Friday, April 1, 2011

This Weeks Lottery Jackpot Winners from Albany Look Surprisingly Like Normal People


Normalest clan of lottery winners these eyes have ever seen.  Without fail your jackpot winners are normally some backwoods hicks, poor as shit, rubbing two pennies together to get by, or hood-rat hoochie mamas just trying to pay for her weave on layaway, or the old couple who ends up giving away all their money to God and their grandchildren, because they don't have that much time left anyway.

Then you go these average looking people.  Which pisses me off. There is no difference between these people and me, and yet here the are, rich as fuck, while I'm blogging my arse off and holding down a full time job for peanuts.

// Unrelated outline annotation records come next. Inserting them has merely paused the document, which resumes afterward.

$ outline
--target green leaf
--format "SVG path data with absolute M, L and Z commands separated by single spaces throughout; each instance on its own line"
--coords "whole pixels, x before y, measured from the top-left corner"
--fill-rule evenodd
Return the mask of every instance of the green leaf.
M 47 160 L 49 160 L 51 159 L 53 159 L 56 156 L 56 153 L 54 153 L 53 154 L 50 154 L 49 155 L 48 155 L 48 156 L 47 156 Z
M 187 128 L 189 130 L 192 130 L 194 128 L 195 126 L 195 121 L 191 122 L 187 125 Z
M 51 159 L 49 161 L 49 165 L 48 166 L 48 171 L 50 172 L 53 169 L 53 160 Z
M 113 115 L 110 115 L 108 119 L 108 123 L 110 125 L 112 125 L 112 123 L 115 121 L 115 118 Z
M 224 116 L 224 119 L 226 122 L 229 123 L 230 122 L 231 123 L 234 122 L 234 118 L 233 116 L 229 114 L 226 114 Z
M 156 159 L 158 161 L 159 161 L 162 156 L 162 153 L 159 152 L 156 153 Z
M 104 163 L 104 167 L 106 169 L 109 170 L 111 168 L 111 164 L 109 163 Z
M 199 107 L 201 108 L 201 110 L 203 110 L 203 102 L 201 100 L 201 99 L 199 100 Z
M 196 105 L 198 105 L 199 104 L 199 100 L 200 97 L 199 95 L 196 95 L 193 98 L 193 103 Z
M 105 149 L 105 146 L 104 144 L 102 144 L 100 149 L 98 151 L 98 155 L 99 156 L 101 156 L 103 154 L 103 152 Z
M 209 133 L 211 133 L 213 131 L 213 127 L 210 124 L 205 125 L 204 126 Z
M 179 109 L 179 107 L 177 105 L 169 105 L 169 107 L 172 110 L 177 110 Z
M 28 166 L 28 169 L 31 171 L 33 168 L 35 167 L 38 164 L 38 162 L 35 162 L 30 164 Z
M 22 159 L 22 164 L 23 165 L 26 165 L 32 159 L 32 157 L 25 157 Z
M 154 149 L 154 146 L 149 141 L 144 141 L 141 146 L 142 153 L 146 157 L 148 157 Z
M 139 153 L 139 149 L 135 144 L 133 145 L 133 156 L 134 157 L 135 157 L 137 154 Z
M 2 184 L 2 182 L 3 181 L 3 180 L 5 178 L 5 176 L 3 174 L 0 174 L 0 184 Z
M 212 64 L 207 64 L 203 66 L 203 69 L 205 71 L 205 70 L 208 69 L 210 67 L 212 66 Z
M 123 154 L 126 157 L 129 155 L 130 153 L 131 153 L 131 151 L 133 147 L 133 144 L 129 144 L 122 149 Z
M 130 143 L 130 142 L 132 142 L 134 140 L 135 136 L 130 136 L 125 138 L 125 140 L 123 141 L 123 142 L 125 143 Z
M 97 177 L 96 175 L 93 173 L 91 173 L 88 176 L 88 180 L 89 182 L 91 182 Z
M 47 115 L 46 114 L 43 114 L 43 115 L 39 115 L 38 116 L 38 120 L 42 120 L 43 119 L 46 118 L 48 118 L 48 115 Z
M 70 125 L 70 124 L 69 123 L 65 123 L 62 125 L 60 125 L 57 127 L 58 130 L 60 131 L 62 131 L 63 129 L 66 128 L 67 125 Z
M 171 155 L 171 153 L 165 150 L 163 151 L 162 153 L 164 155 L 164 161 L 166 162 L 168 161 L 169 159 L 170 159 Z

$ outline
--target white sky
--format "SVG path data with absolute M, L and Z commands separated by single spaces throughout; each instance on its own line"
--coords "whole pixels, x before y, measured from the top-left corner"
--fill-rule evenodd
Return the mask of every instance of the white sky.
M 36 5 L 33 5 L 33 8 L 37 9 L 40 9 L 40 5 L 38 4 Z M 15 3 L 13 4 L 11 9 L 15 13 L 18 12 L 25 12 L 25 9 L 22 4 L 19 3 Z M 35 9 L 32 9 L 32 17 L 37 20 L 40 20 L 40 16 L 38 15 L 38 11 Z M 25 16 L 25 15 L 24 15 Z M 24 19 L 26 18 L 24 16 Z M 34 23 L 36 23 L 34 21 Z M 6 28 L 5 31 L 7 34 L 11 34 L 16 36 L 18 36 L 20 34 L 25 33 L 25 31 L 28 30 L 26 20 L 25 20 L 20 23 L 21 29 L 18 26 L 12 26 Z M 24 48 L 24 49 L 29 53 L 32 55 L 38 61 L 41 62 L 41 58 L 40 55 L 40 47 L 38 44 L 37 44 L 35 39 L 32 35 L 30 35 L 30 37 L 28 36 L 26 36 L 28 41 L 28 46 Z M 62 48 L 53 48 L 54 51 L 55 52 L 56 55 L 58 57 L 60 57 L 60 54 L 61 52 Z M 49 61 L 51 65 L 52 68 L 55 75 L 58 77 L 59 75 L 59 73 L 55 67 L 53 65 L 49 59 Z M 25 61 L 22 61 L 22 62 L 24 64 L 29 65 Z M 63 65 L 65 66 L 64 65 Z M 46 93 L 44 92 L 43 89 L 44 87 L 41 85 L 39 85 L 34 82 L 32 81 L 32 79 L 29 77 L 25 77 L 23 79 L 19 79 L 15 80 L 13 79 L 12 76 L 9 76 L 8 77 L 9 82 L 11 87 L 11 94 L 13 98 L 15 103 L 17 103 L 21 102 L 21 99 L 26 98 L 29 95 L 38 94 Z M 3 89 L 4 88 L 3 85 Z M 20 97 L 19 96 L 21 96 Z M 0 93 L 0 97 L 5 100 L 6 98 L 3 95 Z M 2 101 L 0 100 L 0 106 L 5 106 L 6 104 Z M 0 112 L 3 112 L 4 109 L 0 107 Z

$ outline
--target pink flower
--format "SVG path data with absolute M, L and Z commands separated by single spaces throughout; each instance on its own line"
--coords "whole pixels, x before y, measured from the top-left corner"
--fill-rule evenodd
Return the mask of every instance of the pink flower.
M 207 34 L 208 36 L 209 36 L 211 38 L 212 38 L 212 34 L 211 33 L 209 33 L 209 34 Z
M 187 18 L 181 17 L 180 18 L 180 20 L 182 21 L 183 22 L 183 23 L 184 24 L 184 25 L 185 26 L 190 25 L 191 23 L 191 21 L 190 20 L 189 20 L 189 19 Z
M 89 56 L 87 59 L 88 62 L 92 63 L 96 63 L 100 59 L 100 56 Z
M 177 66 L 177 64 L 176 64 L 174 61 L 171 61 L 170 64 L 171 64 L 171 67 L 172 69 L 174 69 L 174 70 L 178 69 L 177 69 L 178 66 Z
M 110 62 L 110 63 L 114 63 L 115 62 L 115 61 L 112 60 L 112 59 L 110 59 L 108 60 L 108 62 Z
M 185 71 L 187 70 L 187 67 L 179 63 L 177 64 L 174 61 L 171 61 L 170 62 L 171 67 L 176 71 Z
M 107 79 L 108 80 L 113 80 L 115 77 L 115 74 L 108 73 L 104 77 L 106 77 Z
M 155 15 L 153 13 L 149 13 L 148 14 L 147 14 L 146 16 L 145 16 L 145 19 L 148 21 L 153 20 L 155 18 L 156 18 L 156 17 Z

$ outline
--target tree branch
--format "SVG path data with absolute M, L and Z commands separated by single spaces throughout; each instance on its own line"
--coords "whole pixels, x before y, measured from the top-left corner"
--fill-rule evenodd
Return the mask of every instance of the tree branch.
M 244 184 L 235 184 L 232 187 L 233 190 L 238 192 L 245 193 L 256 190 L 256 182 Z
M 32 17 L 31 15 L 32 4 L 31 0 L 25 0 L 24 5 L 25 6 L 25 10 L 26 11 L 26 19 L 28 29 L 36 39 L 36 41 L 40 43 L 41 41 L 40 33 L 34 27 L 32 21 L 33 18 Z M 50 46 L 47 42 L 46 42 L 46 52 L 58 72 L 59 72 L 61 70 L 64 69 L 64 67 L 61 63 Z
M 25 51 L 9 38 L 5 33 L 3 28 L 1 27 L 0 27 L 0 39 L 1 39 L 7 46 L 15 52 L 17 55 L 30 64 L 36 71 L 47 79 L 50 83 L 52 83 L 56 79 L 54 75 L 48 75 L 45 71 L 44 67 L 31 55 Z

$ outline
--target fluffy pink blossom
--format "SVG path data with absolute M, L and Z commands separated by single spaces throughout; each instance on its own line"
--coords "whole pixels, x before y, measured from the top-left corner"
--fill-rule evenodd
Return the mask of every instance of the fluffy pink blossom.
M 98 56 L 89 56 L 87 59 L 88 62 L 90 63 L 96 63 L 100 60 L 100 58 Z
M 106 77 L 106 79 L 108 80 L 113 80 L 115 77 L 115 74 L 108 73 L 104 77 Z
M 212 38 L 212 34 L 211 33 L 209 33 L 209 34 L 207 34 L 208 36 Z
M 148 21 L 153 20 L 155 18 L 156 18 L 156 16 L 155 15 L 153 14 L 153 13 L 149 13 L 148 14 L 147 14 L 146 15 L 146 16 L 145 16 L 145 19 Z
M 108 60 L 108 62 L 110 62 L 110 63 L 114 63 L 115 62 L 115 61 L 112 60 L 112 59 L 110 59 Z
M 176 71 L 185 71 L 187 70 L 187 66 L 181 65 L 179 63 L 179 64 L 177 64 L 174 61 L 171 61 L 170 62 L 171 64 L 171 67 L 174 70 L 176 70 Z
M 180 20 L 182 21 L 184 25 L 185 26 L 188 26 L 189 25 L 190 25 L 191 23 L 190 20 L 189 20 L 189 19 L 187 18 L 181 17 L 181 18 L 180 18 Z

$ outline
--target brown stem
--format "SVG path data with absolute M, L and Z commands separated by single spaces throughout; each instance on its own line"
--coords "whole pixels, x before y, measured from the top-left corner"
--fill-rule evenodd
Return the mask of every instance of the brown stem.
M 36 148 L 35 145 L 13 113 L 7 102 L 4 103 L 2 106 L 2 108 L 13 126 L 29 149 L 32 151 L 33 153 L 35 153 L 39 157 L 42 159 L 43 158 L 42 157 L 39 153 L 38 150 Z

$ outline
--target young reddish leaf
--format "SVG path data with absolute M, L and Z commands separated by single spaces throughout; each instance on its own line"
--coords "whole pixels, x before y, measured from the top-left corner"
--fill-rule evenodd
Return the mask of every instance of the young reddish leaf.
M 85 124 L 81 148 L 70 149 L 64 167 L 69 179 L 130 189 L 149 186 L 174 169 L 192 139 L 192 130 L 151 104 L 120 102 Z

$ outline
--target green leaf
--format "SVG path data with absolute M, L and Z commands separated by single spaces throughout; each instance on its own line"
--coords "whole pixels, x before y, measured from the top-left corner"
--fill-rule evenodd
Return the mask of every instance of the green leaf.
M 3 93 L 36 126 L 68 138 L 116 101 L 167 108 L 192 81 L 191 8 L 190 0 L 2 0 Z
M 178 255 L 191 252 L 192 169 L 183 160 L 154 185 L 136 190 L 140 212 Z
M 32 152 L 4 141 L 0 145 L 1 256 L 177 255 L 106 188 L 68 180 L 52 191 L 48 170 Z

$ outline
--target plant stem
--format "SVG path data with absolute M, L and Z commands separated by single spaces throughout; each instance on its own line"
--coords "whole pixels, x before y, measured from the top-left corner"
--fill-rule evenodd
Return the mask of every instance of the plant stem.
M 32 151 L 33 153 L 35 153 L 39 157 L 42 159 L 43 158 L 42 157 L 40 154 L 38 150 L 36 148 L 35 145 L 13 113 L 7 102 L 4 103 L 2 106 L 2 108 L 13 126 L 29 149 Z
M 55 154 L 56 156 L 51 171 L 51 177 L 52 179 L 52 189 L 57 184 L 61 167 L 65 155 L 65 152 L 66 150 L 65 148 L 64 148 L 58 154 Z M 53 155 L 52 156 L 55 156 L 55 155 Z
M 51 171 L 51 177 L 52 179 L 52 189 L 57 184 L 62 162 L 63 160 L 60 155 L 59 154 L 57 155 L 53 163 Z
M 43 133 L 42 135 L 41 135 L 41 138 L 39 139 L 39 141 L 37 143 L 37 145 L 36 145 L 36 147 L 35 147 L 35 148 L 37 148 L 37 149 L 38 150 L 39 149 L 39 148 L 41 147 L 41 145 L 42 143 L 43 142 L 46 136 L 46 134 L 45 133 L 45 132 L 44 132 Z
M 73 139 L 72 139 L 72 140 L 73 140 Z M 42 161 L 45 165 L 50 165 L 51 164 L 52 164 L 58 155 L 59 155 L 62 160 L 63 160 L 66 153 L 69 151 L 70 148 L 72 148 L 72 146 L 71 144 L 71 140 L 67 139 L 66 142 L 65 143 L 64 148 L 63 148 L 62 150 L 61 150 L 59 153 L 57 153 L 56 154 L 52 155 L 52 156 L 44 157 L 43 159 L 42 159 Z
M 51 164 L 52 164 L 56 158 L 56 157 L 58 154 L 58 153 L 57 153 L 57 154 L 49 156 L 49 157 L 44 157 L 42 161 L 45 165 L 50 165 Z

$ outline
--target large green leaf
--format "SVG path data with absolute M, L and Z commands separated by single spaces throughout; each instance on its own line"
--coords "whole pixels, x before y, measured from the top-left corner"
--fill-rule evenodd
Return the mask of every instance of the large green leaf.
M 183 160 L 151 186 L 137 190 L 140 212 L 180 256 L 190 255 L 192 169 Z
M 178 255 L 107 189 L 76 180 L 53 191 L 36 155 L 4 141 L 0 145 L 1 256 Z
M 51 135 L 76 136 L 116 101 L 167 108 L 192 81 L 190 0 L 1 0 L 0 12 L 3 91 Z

The hood-rats, elderly, and poor I'm fine with, I get it. Sometimes you get rewarded for our trials and tribulations.  But this group of average-Joe's just got the reward of a lifetime for living a mundane life, just like yours truly.  Where's my lottery ticket, my golden goose, my ride on easy street?  What the hell world, throw me a frigen bone here.

The only person possibly more upset about this than me has got to be that one guy that skipped out on the weekly lottery pool this time around.  Has anyone checked his apartment, made sure he's still alive.  That dude should be on 24 hour suicide watch.